The History of my Sense of Humor

It was seventh grade. JoAnna was "going with" Jason who was smart and had really blue eyes, and it was Valentine's Day. Or maybe it wasn't Valentine's Day, but it was some special day, and we're all sitting in the cafeteria sucking on chocolate milk and waiting for school to start, and Jason brings in this book, and on the front of it, it says "What I Know about JoAnna," and we're all like, oh wow, how romantic, thinking it would talk about the way she keeps her eyes half-opened when she kisses or how maybe she's still afraid of the dark or how when she grows up she wants to move to the beach, but then we open it, and it's empty. Completely empty.

And we start laughing. Hysterically. It's a joke, we say, he knows nothing about you. Get it? Nothing. I think I laughed for about two weeks.

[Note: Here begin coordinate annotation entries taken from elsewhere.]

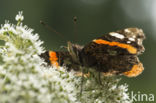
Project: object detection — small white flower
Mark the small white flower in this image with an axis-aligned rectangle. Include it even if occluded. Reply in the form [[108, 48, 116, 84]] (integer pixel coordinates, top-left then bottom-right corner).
[[15, 11, 24, 21]]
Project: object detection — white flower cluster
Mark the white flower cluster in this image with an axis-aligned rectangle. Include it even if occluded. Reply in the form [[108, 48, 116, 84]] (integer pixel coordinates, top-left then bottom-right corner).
[[0, 12, 131, 103]]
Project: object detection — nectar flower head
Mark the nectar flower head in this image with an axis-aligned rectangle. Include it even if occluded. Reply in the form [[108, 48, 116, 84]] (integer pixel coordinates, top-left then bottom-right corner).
[[15, 11, 24, 21]]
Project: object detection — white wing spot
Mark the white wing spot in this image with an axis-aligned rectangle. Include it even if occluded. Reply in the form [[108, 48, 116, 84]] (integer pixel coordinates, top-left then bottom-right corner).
[[128, 38, 135, 41], [138, 39, 142, 45], [109, 32, 125, 39]]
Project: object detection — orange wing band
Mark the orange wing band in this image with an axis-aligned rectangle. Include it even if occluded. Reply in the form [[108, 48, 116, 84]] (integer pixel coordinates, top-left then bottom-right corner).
[[49, 51, 59, 67], [93, 39, 137, 54]]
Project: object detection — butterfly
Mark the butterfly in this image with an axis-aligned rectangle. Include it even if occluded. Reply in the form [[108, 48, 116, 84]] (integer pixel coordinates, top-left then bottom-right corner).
[[40, 28, 145, 77]]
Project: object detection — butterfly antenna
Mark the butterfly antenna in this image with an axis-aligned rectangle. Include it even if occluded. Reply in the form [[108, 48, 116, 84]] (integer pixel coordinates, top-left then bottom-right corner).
[[73, 16, 77, 41], [40, 20, 65, 38], [80, 67, 84, 97]]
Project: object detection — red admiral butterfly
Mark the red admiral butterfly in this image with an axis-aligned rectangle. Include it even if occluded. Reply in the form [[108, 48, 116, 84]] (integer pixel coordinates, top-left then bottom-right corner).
[[40, 28, 145, 77]]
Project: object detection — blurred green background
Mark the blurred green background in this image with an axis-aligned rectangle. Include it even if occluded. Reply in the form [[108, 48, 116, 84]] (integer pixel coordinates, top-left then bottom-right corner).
[[0, 0, 156, 103]]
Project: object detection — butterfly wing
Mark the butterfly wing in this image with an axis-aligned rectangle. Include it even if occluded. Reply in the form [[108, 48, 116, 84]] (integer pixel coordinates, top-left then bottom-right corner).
[[82, 28, 145, 75]]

Sometimes now, when someone who is a complete enigma to me says something like, "You don't know me," I think, yep, you're so right, I've got a book at home about how well I know you; I've got a whole stack that people give me for the holidays! And then I kind of laugh, but the sky does that weird tipping thing and the bizarre-o ukulele music starts playing, and then I'm not laughing anymore. I'm just sitting there with my empty book, wondering yet again if the trees will ever bloom.

Monday, April 6, 2009

Home Sick, Day 4

Also known as that Monday when it kept raining and friends brought by trashy magazines and daffodils and juice which we took through the mail slot; the day of the aspirator and the thermometer; the day the bird's cry was heartbreakingly weak because her throat was so sore; the day I tried to bag up my maternity clothes but instead left them in sheepish piles all over the house; the day I wrapped a hot dog in a paper towel, microwaved it for thirty seconds and called it lunch; the day the bird couldn't eat because she couldn't breathe; the day we cried, read poems, put away the poems and went back to the trashy magazines; the day of pale skin and Kleenexes and little eyedroppers of infant Tylenol; the day with all its mama-loves-her-little-bird songs and rain-rain-go-away songs and mama-promises-May-will-come-soon-and-bring-jillions-of--pink-blooms songs, all its feel-better and sleep-now and I'm-sorry songs, song after song keeping time with the beat of the rain.

Sunday, April 5, 2009

I Am Mommy

Mommy, mommy, mommy. Mommy this and mommy that, mommy tit for mommy tat. Mommy red and mommy blue, mommy left her brain in a shoe. Mommy squeals and mommy squawks, this is the way that mommy talks. Mommy wide and mommy deep, mommy forgot to get some sleep! Mommy's sick and mommy's tired, mommy's feeling a little wired. Mommy might go on all night, but, uhm, that would probably get really old.

Friday, April 3, 2009

Wednesday, April 1, 2009

Bagged Dinner

I emptied half a bag of lettuce onto a plate and threw pulled-off pieces of already-cooked chicken on top of it. Dinner, I told my husband. It had been a hundred years since I had slept. My hair was dirty; my eyes, old. This was last night.

We have to decide what kind of parents we want to be, I said. Do we just lay her in her bed and let her scream bloody murder until she's asleep or do we coddlecoddlecoddle her and end up with a teenager in OUR bed and never have any time for ourselves again?

I licked chicken carcass off my fingers; the same old jazz poured from our kitchen speakers. I might be losing my mind, I said.

Might? He smiled. I waved the knife in the air, a small, sharp one that we received for a wedding gift.

On the other side of the room, Eva slept soundlessly, which she again did, after being fed and bathed and read to, all through the night, until the sun eeked in, and with a full night's sleep in me, I held her. My mind, it seems, has returned. Now, if I can just get around to washing my hair.